The Heirs of Hammerfell
- Author: Marion Zimmer Bradley
- Cover artist: Richard Hescox
- Language: English
- Series: Darkover
- Genre: Science fantasy
- Publisher: DAW Books
- Publication date: 1989
- Publication place: United States
- Media type: Print (hardcover)
- Pages: 300
- ISBN: 0886773954
- Preceded by: A Flame in Hali, Two to Conquer
- Followed by: Rediscovery

= The Heirs of Hammerfell =

1989 novel by Marion Zimmer Bradley

The Heirs of Hammerfell is a science fantasy novel by American writer Marion Zimmer Bradley, part of her Darkover series.

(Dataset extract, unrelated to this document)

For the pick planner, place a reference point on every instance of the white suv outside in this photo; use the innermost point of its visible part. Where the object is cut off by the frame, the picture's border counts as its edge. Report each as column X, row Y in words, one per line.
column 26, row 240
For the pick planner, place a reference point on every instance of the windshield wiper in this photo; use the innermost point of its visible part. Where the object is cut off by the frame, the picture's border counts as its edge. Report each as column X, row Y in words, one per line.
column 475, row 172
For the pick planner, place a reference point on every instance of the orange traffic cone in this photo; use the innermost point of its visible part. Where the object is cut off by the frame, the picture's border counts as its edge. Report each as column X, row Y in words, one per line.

It was first published by in hardcover by DAW Books in 1989. The book takes place during the era of Darkover's history known as the Hundred Kingdoms. This is the last book in the Darkover series written entirely by Bradley without the assistance of a co-author.

==Plot summary==
For many years, the houses of Hammerfell and Storn have been locked in perpetual conflict. Having lost his son and heir in a battle with the men of Storn, Rascard, Duke of Hammerfell, marries the much younger Erminie Leynier.

The couple's union produces two sons, Alastair, the heir to Hammerfell, and his twin, Conn. When the children are about 18 months old, Storn attacks with clingfire. Erminie escapes with Alastair and her dog Jewel, while a servant, Markos, who is carrying Conn, is separated from her in the confusion.

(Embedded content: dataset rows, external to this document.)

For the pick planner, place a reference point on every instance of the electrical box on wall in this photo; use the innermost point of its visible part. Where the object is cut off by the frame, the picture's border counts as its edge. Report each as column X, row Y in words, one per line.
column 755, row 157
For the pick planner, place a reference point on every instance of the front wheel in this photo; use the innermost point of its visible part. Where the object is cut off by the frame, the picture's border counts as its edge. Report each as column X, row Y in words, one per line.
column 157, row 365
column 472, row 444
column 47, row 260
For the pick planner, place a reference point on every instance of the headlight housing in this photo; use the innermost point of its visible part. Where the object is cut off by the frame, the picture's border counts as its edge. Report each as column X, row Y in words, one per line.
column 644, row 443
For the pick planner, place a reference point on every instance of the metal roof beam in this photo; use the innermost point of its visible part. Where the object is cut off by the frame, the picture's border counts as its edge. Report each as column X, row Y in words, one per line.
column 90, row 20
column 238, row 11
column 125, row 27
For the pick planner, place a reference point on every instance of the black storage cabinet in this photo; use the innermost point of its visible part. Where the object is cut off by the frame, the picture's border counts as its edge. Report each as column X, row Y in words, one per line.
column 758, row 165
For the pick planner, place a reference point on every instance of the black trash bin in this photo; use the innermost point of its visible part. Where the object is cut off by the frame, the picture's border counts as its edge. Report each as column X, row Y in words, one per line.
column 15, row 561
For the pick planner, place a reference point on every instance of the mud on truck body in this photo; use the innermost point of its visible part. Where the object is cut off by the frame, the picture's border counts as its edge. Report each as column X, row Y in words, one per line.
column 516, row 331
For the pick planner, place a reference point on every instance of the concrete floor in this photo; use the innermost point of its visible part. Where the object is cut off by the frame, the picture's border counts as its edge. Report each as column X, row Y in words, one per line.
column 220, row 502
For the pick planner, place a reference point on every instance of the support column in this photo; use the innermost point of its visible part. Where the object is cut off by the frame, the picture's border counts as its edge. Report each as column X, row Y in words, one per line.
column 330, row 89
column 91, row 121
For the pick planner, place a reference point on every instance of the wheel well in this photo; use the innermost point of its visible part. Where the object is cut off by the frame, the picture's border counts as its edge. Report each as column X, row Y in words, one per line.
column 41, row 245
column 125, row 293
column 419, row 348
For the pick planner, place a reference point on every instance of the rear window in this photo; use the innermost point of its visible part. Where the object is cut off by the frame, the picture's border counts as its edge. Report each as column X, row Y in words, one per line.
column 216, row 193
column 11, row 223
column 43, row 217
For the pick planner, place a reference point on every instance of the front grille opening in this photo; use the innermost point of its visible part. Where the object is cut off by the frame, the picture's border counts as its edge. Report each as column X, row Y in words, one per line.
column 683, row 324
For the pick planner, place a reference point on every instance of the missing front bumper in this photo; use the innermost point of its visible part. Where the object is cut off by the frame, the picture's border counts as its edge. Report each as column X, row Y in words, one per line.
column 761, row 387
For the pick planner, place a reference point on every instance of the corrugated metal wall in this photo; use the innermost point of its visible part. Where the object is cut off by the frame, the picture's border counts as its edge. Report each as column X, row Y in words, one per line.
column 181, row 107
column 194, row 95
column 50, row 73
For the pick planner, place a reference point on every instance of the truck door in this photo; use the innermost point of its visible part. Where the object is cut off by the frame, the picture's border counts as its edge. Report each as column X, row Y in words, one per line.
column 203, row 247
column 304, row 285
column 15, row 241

Eighteen years later, finds Erminie as Second Technician at Thendara. Her colleague at Thendara, Valentine Hastur, asks for Erminie's hand in marriage, but she puts him off. At a social event, Alastair meets his cousin, Floria Elhalyn, whom he has not seen since he was a child. He is introduced to King Hastur, who indicates that he will support Alastair's claim to Hammerfell, if Alastair will not pledge allegiance to Aldaran.

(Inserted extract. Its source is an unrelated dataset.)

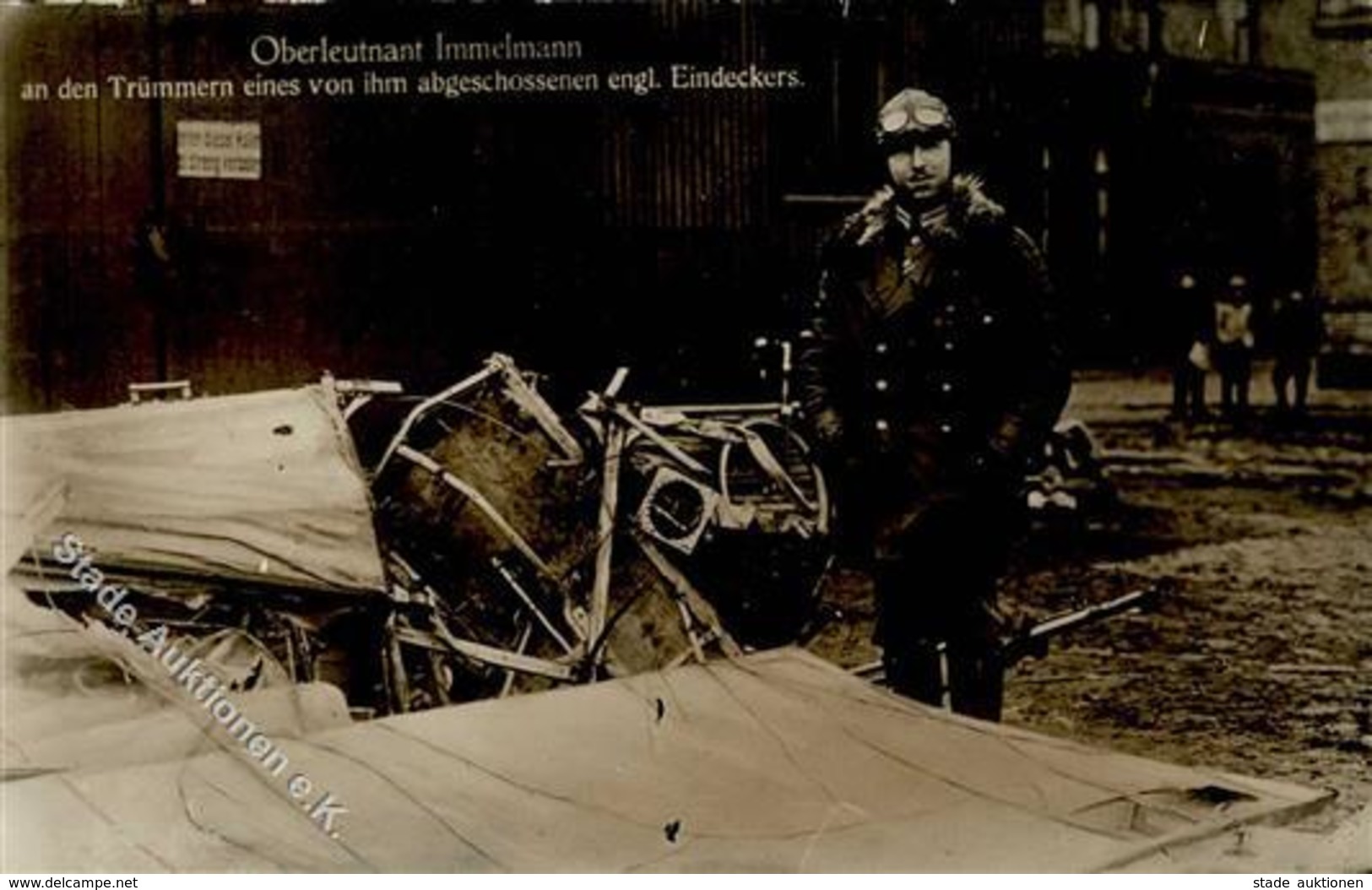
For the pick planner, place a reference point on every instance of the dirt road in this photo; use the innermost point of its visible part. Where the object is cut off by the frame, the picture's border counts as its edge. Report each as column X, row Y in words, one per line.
column 1260, row 657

In the remote mountains, Markos has raised Conn. He is living a Robin Hood-like existence, supporting the causes of the common folk who have been abused by Lord Storn. He presents himself to Valentine Hastur, who initially mistakes him for Alastair. Hastur arranges to reunite the family. Like Hastur, Conn finds little of worth about his brother. Alastair insists on riding to the mountains and leading a small army against Storn.

A fire breaks out on the Storn lands, and somewhat against his will, Alastair joins the fire brigade. He realizes that he is attracted to Lenisa of Storn, the granddaughter of Lord Storn, despite being more or less engaged to Floria Elhalyn. While fighting the fire, Alastair is injured. Conn perceives this through the laran connection to his brother. A party sets out for the mountains.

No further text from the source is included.